The blue side represents the communication side with the MariaDB database. And the green side represents the parsing and the magic operation. And during the startup phase, the kernel creates a client config object that parses
the JSON configuration file. Then it passes this object to a newly created MariaDB object. The MariaDB client object then tries to connect to the server given the credentials from the config. And if it can't connect, it lets the kernel know. And then the kernel spins up
the MariaDB server class that you can see here. And this is the startup phase. When the user executes a selling notebook, the kernel receives the message containing the code of the cell. When this message is received,
the kernel creates a code parser object and passes this code to it. The code parser object then does three things. One, it parses the code and finds the SQL code and the magic commands in there. The second, for each magic command that it found,
it uses the MagicFactory class to create the exact magic object that is responsible for the logic of that magic command. And third, it returns back to the kernel the SQL code that it found in the cell and the list with all the newly constructed magic objects. When the kernel receives this information, it walks over each
magic object and calls its dot execute method. And after that, all the magics are dealt with. The kernel then gets the SQL code from the parser. It sends it via the MariaDB client class to the MariaDB server and waits for a result back.

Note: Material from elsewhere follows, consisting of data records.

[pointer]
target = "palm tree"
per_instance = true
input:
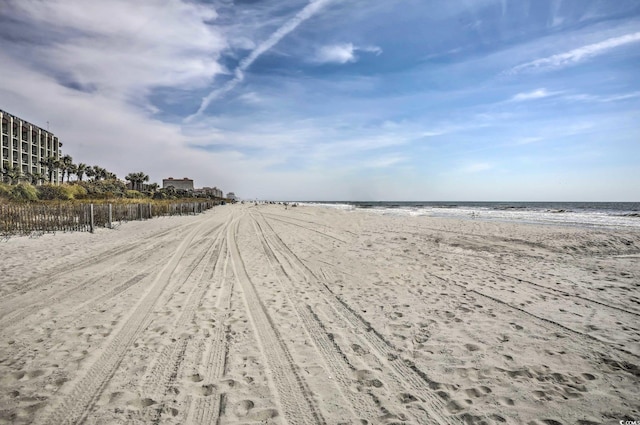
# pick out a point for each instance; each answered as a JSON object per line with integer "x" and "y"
{"x": 81, "y": 169}
{"x": 137, "y": 180}
{"x": 66, "y": 163}
{"x": 36, "y": 177}
{"x": 71, "y": 169}
{"x": 91, "y": 172}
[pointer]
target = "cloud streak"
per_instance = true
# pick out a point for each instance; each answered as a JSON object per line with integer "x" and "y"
{"x": 532, "y": 95}
{"x": 307, "y": 12}
{"x": 342, "y": 53}
{"x": 575, "y": 56}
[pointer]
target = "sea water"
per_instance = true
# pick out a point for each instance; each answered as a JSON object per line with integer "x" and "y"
{"x": 591, "y": 214}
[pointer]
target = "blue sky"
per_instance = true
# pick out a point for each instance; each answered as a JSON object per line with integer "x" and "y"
{"x": 339, "y": 99}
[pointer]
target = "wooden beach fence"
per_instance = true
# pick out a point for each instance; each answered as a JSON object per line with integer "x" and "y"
{"x": 16, "y": 219}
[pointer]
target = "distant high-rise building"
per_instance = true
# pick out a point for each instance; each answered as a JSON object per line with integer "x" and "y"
{"x": 25, "y": 145}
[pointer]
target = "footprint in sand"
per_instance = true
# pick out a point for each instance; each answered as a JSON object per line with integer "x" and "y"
{"x": 243, "y": 408}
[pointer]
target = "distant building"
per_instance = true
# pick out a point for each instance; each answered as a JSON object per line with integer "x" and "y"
{"x": 24, "y": 145}
{"x": 184, "y": 184}
{"x": 210, "y": 191}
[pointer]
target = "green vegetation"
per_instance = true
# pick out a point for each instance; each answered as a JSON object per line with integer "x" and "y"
{"x": 91, "y": 183}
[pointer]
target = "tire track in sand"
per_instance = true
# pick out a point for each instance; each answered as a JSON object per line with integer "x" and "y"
{"x": 73, "y": 406}
{"x": 362, "y": 406}
{"x": 293, "y": 395}
{"x": 404, "y": 371}
{"x": 159, "y": 382}
{"x": 206, "y": 409}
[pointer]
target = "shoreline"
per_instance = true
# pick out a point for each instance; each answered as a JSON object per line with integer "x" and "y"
{"x": 256, "y": 313}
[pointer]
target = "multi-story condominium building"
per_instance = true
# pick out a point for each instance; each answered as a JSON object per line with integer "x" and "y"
{"x": 210, "y": 191}
{"x": 185, "y": 183}
{"x": 24, "y": 145}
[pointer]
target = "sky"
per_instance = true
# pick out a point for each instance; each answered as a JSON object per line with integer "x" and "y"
{"x": 433, "y": 100}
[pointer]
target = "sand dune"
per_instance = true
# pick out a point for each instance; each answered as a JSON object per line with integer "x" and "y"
{"x": 257, "y": 314}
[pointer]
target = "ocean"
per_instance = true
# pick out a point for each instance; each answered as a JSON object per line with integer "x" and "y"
{"x": 590, "y": 214}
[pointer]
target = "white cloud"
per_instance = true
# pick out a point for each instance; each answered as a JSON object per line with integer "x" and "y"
{"x": 342, "y": 53}
{"x": 575, "y": 56}
{"x": 337, "y": 53}
{"x": 307, "y": 12}
{"x": 120, "y": 48}
{"x": 532, "y": 95}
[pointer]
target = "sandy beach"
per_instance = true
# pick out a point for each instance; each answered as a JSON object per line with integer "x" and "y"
{"x": 261, "y": 314}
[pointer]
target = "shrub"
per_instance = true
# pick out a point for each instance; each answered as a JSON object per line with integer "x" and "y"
{"x": 24, "y": 192}
{"x": 5, "y": 191}
{"x": 133, "y": 194}
{"x": 77, "y": 191}
{"x": 51, "y": 192}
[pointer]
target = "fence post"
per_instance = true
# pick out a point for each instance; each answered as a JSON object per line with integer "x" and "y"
{"x": 91, "y": 220}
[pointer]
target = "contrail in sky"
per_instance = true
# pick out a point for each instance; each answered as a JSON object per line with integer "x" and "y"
{"x": 306, "y": 13}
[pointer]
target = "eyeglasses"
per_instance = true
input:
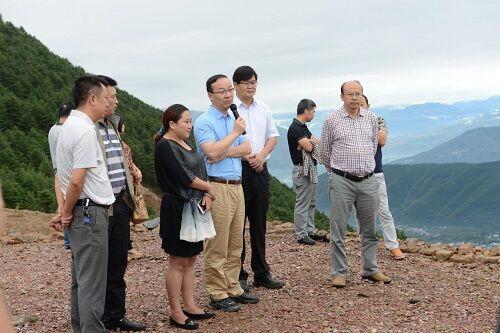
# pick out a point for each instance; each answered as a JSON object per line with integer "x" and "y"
{"x": 352, "y": 95}
{"x": 249, "y": 83}
{"x": 223, "y": 92}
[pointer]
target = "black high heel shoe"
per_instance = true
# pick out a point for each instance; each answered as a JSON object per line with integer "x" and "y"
{"x": 189, "y": 324}
{"x": 199, "y": 316}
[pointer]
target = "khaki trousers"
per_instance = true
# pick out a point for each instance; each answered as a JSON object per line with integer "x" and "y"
{"x": 222, "y": 259}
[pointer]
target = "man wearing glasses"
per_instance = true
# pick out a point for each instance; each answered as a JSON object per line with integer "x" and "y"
{"x": 263, "y": 136}
{"x": 219, "y": 139}
{"x": 349, "y": 140}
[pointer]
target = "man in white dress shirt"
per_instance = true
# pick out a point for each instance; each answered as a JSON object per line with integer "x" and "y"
{"x": 88, "y": 194}
{"x": 263, "y": 135}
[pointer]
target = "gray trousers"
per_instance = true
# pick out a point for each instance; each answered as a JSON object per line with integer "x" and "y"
{"x": 344, "y": 194}
{"x": 89, "y": 253}
{"x": 305, "y": 204}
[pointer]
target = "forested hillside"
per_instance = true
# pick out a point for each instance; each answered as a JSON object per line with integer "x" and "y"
{"x": 34, "y": 82}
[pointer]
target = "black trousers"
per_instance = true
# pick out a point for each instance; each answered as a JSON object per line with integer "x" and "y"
{"x": 119, "y": 237}
{"x": 256, "y": 190}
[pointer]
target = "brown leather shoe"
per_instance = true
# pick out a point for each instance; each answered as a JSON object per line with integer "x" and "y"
{"x": 377, "y": 277}
{"x": 339, "y": 281}
{"x": 398, "y": 254}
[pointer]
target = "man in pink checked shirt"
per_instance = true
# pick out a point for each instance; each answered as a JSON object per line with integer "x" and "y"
{"x": 349, "y": 139}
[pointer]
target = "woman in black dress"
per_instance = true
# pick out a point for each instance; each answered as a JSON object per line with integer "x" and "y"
{"x": 181, "y": 175}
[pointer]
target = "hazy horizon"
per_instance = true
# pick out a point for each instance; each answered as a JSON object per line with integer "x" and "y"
{"x": 163, "y": 53}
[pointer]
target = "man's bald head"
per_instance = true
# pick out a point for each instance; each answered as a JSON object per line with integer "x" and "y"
{"x": 351, "y": 93}
{"x": 349, "y": 82}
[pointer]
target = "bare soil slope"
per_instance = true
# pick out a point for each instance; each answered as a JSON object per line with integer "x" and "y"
{"x": 425, "y": 296}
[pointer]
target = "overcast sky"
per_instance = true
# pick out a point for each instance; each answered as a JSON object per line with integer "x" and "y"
{"x": 163, "y": 51}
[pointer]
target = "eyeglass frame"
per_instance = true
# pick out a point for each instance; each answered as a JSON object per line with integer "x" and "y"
{"x": 249, "y": 83}
{"x": 225, "y": 91}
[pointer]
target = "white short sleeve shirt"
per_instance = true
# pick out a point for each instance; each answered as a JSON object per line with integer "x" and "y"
{"x": 260, "y": 125}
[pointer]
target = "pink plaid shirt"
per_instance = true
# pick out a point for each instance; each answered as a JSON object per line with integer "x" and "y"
{"x": 349, "y": 144}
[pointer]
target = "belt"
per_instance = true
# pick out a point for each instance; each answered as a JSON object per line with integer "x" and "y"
{"x": 83, "y": 202}
{"x": 350, "y": 176}
{"x": 121, "y": 194}
{"x": 224, "y": 181}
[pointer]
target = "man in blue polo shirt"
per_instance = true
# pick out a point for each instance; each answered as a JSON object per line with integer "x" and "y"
{"x": 219, "y": 139}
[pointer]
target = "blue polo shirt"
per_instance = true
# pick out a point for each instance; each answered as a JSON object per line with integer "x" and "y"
{"x": 214, "y": 126}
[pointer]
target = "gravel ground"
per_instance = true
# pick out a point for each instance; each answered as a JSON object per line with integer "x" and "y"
{"x": 425, "y": 296}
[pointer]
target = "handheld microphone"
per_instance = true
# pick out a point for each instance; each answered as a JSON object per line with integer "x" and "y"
{"x": 236, "y": 114}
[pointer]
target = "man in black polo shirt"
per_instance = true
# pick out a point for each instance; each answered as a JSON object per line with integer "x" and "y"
{"x": 300, "y": 138}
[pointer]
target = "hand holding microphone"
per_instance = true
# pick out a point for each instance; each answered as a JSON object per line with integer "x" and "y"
{"x": 239, "y": 123}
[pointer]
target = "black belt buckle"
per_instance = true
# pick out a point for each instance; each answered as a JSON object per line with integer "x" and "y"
{"x": 87, "y": 219}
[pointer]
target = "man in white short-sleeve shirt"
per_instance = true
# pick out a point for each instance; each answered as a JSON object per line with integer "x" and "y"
{"x": 55, "y": 130}
{"x": 87, "y": 195}
{"x": 263, "y": 135}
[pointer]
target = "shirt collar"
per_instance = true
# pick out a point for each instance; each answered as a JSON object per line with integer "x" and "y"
{"x": 299, "y": 122}
{"x": 216, "y": 113}
{"x": 80, "y": 114}
{"x": 239, "y": 103}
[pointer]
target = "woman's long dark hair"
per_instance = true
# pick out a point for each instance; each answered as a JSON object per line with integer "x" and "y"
{"x": 172, "y": 113}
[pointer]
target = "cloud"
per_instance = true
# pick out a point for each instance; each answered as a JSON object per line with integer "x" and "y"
{"x": 162, "y": 52}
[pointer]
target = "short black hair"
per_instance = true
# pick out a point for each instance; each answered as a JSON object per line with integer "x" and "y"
{"x": 366, "y": 99}
{"x": 65, "y": 109}
{"x": 84, "y": 86}
{"x": 109, "y": 81}
{"x": 243, "y": 73}
{"x": 343, "y": 84}
{"x": 305, "y": 104}
{"x": 211, "y": 80}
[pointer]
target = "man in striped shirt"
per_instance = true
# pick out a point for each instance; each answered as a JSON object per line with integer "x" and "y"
{"x": 349, "y": 139}
{"x": 119, "y": 229}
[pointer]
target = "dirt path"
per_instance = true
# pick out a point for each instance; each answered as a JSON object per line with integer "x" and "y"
{"x": 425, "y": 296}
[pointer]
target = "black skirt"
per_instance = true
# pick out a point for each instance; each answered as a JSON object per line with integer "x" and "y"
{"x": 170, "y": 227}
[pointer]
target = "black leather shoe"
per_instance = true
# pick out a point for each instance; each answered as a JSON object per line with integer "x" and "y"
{"x": 199, "y": 316}
{"x": 226, "y": 305}
{"x": 189, "y": 324}
{"x": 318, "y": 238}
{"x": 269, "y": 283}
{"x": 127, "y": 326}
{"x": 244, "y": 286}
{"x": 246, "y": 298}
{"x": 306, "y": 240}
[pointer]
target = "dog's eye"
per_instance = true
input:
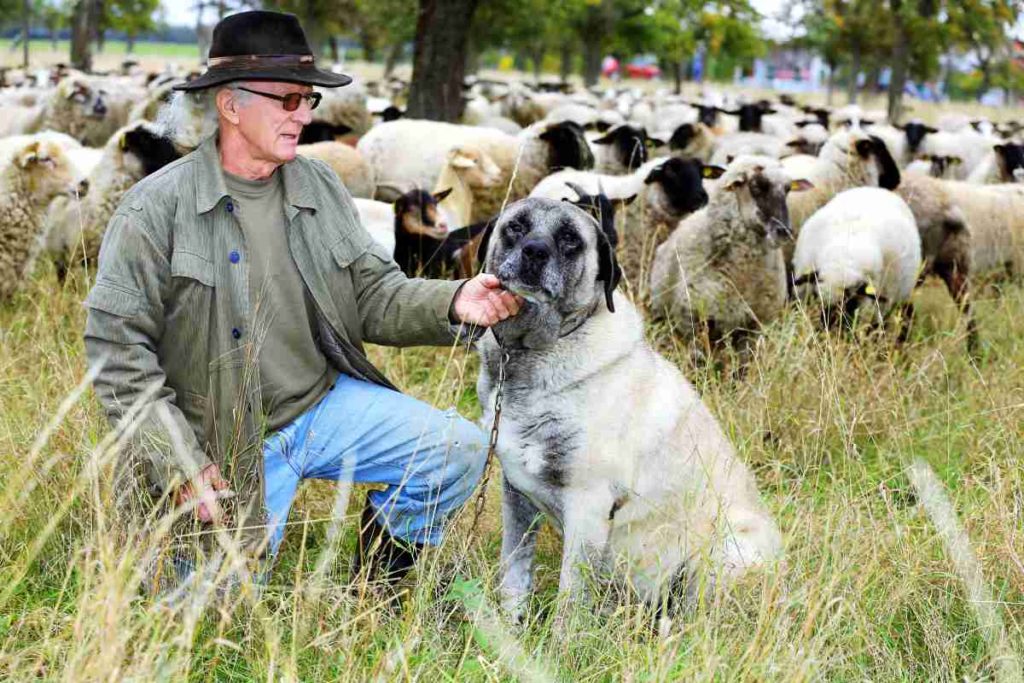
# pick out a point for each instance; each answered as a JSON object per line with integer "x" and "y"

When the SQL result is ready, the kernel sends it back to Jupyter. As it is shown in the diagram, we designed this kernel so that the magic logic is as independent as possible so that people can easily come and contribute their own magic to the project without
a tremendous amount of effort or knowledge of the entire kernel. And as you've seen in the demonstration, the project is packaged for API and it takes very little time to set it up. You can find more installation tips in the kernel documentational knowledge base.
So that's all I have to say. I hope you enjoyed this small intro into the MariaDB Jupyter kernel. And thanks a lot for taking the time to watch.